Saturday 15 December 2018

How will Disney portray modern fathers now they have pledged to do away with dad stereotypes?

Mini Me Dad: Conor McGregor
Mini Me Dad: Conor McGregor
Katie Byrne

Katie Byrne

Do you know those bumbling dads who inadvertently put red socks into the white wash, and unwittingly dress their children in Halloween costumes?

Or the dads who put their baby's nappy on back-to-front while long-suffering mummy watches from the doorway, arms folded over her chest and a rueful grin spread across her face? No? Well that makes two of us... Nonetheless, these tedious 'Silly Daddy!' tropes have persisted in children's cartoons and mainstream advertisements for decades.

Well, until now. "We've got to a position where we have realised the role of dads is really important and probably something that we needed to do a deeper dive into," said Disney's UK chief marketing officer, Anna Hill. But let's not get too excited. Sure, Disney might ditch the outdated stereotype, but they'll probably just replace it with a slightly more modern one. Here are a few ideas...

The Dadolescent

Otherwise known as The Man Child and The Overgrown Child, The Dadolescent is the dad who considers fatherhood an opportunity to revisit his love of Lego, Star Wars and fart jokes. Dadolescent bought a PlayStation 4 for his five-year-old son, arguing it would enhance his spatial awareness. Unfortunately, little Jack rarely gets a go because Daddy is on level 47 of Skylanders SuperChargers and he has to concentrate very hard, okay? When he's not in front of the PlayStation, Dadolescent enjoys building forts with duvets and chairs, throwing the children into the air and catching them and searching the kitchen for the sweets his wife has hidden from him. His children think he's the best daddy in the whole wide world. His wife wonders if she can claim child benefit on his behalf.

The Superdad

Superdad has read that women are better at multitasking, but he knows better. He once did a Skype conference call with Japan while bottle-feeding a toddler with one hand and giving his pregnant wife a perineum massage with the other.

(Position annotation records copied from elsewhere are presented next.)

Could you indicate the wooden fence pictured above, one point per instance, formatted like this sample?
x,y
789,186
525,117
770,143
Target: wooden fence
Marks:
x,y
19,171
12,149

He can prepare bottle feed in the dark, change a nappy in 11 seconds (yes, he timed it) and push a buggy with one arm while balancing another child on his shoulders. But he doesn't like to brag...

Superdad dresses the part: the North Face jacket is regulation uniform and he often wears hiking boots to take on the terrain of the local Tesco. He thinks of himself as a sort of hybrid of Bear Grylls and Will Smith in The Pursuit Of Happyness. His wife thinks of him as a bit of a gobshite.

The Cool Dad

Cool Dad wanted to call his first son Kreuzberg, given that he was more than likely conceived in Berlin's capital of cool. His wife, however, believes it actually happened in Leixlip, so that put paid to that one. Cool Dad looks at the other fathers at his child's nativity play and wonders, for a brief moment, if he looks like the rest of these ancient artefacts. He then remembers that he owns an enviable collection of limited edition sneakers and once got into Berghain. Panic averted.

Daddy Cool brings his toddler to Electric Picnic and prays his ex-girlfriend will be there to see what an absolute legend he is. He has also rehearsed the 'drug talk' because he's been around the block and he knows how these things work. His wife reminds him that their son is only three years old, for chrissakes, so he slumps off into his micro-brewery to sulk.

The Mini Me Dad

"When we fall in love. We're just falling. In love with ourselves," go the lyrics of the Keane song. It's much the same with the love affair many fathers have with their first-born son. Nature/nurture isn't even up for debate with this ilk. Their sons are a miniature version of themselves and that's that. It you need further proof, just feast your eyes on their matching 'Like Father, Like Son' T-shirts. See? His wife pretends not to know him when he wears it in public.

The Theatre Dad

Theatre Dad knows that the role of the father has been redefined in recent years - that's why he's compelled to put on the performance of his life when he has an audience. He likes nothing better than chatting with colleagues about the sleepless nights he has had with his newborn, but he wouldn't dare tell them he occasionally wears earplugs to ensure he gets his eight hours. He's also the dad whose voice rises by a few octaves when he's admonishing his children in the local coffee shop. Did everyone hear him being a firm-but-fair disciplinarian? Everyone?

Back at home, he cracks open a beer and spread eagles across the sofa, exhausted after a long day of playing the perfect dad. His wife hates him.

Backed into a tights corner

And the award for the most out-of-touch advertisement of 2017 has to go to Wish.com, an online retailer that thought it would be a good idea to showcase plus-sized tights on size 8 models.

One model is so slim that she can fit both of her slender pins into one leg of the xl tights. Another model has managed to pull the tights right up to her chin, demonstrating that this hosiery is ideal for a spontaneous game of hide-and-seek with your children.

Needless to say, the insensitive advert has gone viral for all the wrong reasons - and Wish.com are probably wishing that they gave their idea a little more thought.